14148.9.
(a) The Legislature finds and declares that there is a strong statistical relationship between early entry into prenatal care and healthy birth outcomes. An investment in early intervention is highly cost-effective and prevents untold suffering.
(b) It is the intent of the Legislature that the goals of the program established pursuant to this article, in combination with other programs for pregnant women and children, shall be as follows:
(1) To improve access to and quality of prenatal care by making existing programs serving poor women more accessible through outreach, coordination, and removal of barriers to care.
(2) To combine efforts with other programs to measurably reduce the number of women who smoke, use drugs, or engage in other unhealthy practices during pregnancy.
(c) In order to achieve these goals, it is the intent of the Legislature to improve and coordinate existing programs for pregnant women and infants and to remove barriers to care with an intense focus on women who are at high risk of delivering a low or high birth weight baby or a baby who will suffer from major health problems or disabilities.

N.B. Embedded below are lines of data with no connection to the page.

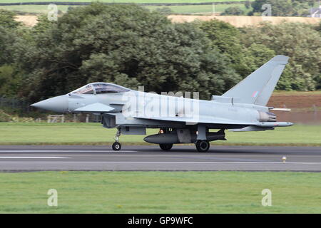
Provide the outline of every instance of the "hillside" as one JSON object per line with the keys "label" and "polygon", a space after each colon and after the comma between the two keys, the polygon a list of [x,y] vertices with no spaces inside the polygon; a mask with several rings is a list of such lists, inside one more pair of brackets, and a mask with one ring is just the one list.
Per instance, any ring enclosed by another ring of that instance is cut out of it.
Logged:
{"label": "hillside", "polygon": [[[247,26],[256,26],[263,21],[270,21],[272,24],[287,22],[301,22],[310,24],[317,24],[321,19],[293,16],[191,16],[191,15],[170,15],[168,19],[174,23],[191,22],[195,20],[209,21],[213,19],[231,24],[236,27]],[[265,19],[265,20],[263,20]],[[37,16],[34,15],[25,15],[16,16],[16,21],[23,22],[27,26],[33,26],[37,23]]]}

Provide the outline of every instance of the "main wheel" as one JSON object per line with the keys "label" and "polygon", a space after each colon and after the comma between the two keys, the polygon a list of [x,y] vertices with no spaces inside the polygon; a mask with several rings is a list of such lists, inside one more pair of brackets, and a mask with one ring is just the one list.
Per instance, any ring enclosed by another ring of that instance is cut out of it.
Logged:
{"label": "main wheel", "polygon": [[170,150],[173,147],[173,144],[160,144],[159,147],[163,150]]}
{"label": "main wheel", "polygon": [[210,142],[208,140],[198,140],[195,145],[198,152],[206,152],[210,149]]}
{"label": "main wheel", "polygon": [[113,150],[121,150],[121,144],[119,143],[118,142],[115,142],[113,143]]}

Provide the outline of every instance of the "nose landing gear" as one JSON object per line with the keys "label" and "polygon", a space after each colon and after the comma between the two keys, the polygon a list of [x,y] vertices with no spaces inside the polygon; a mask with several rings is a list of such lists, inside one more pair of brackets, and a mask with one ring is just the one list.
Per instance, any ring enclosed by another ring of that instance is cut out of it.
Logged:
{"label": "nose landing gear", "polygon": [[115,135],[115,142],[113,143],[113,145],[111,146],[113,150],[115,151],[121,150],[121,144],[118,142],[119,136],[121,136],[121,128],[117,128],[117,133]]}
{"label": "nose landing gear", "polygon": [[208,140],[198,140],[195,145],[198,152],[206,152],[210,149],[210,142]]}

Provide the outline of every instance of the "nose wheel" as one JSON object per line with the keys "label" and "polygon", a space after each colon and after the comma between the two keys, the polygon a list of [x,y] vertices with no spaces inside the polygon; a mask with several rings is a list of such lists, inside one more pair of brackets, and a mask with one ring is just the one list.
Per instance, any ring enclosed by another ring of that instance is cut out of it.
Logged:
{"label": "nose wheel", "polygon": [[121,136],[121,128],[117,129],[117,133],[115,135],[115,142],[113,143],[111,146],[113,150],[115,151],[119,151],[121,149],[121,144],[118,142],[119,136]]}
{"label": "nose wheel", "polygon": [[113,150],[116,150],[116,151],[121,150],[121,144],[119,143],[118,142],[115,142],[113,143],[112,147],[113,147]]}

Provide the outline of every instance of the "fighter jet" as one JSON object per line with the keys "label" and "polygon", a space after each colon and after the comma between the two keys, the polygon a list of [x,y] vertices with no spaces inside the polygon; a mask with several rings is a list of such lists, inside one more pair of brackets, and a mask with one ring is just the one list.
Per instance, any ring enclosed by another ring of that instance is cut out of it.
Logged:
{"label": "fighter jet", "polygon": [[146,135],[146,128],[157,128],[158,133],[146,137],[146,142],[158,144],[163,150],[176,143],[195,143],[198,151],[206,152],[210,141],[226,140],[226,130],[260,131],[292,125],[277,122],[270,112],[276,108],[266,106],[287,61],[288,57],[276,56],[210,100],[97,82],[31,106],[58,113],[100,115],[104,128],[117,128],[113,150],[121,148],[121,134]]}

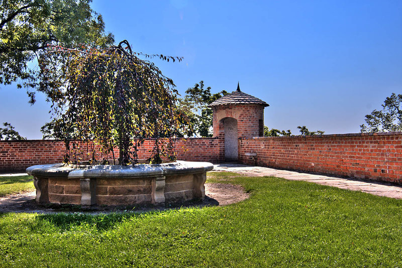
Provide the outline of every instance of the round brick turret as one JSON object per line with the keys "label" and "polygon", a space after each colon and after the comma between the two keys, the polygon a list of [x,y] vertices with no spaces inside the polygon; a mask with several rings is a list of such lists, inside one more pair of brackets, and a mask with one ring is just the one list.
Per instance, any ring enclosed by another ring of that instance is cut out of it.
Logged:
{"label": "round brick turret", "polygon": [[213,111],[214,137],[223,134],[222,119],[229,117],[237,120],[238,138],[263,136],[264,108],[268,106],[265,101],[241,91],[238,83],[237,90],[209,105]]}
{"label": "round brick turret", "polygon": [[265,101],[242,92],[238,83],[235,91],[209,105],[213,112],[214,137],[225,141],[220,159],[237,161],[239,138],[264,136],[264,108],[267,106]]}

(d) The program implemented pursuant to this article shall focus on those
target populations that are comprised of pregnant high risk women or potentially pregnant teenagers, pregnant women, and women of childbearing age who are likely to become pregnant who smoke, consume alcoholic beverages, or use controlled substances, Black, Hispanic, Native American, and Asian-Pacific Island women who are pregnant or of childbearing age, and uninsured women of childbearing age.
(Amended (as added by Stats. 1991, Ch. 278) by Stats. 2006, Ch. 538, Sec. 706. Effective January 1, 2007.)